New study: Implementing weight management during and after pregnancy
The review seeks to identify current obstacles in weight management research during and after pregnancy and explore evidence-based strategies to overcome them.
For women living with overweight or obesity, there are constant environmental challenges that make health behaviour change hard. Pregnancy and the postpartum period are equally challenging for this population. The research world is well aware of this and there are plenty of interventions and studies that show if we improve a woman’s health behaviours, they gain real health benefits for themselves and their baby such as fewer pregnancy and birth complications, and the prevention of chronic diseases like diabetes and heart disease.
While this is promising news, we have a problem with translating tightly controlled studies into the real world and health systems. Our review paper published in the Proceedings of the Nutrition Society looks closely at this issue.
What does the paper cover?
We unpack why weight management matters in pregnancy and beyond, what interventions work and whether they are cost effective. We discuss the challenges faced by mothers and the potential solutions we have at our disposal to support them engaging in health behaviour change. Implementation science is a key piece to the puzzle – we explore what the main frameworks are and how they can be powerful tools to understanding what is going on within health systems that can help or hinder progress.

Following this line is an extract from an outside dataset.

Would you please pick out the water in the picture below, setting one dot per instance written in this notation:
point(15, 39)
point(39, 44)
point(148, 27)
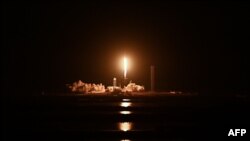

The last area we look at is ongoing implementation studies that are trying to address the barriers that exist for women and their families to health behaviour change.
Our very own Bump2Baby and Me intervention is described within the paper. This year marks the close of the trial so the team are very much looking forward to seeing the results materialise this year. 2024 is going to be exciting!
by Sharleen O’Reilly
O’Reilly SL, McAuliffe FM, Geraghty AA, Burden C, Davies A. Implementing weight management during and after pregnancy to reduce diabetes and CVD risk in maternal and child populations. Proceedings of the Nutrition Society. 2023:1-12. doi:10.1017/S0029665123004883.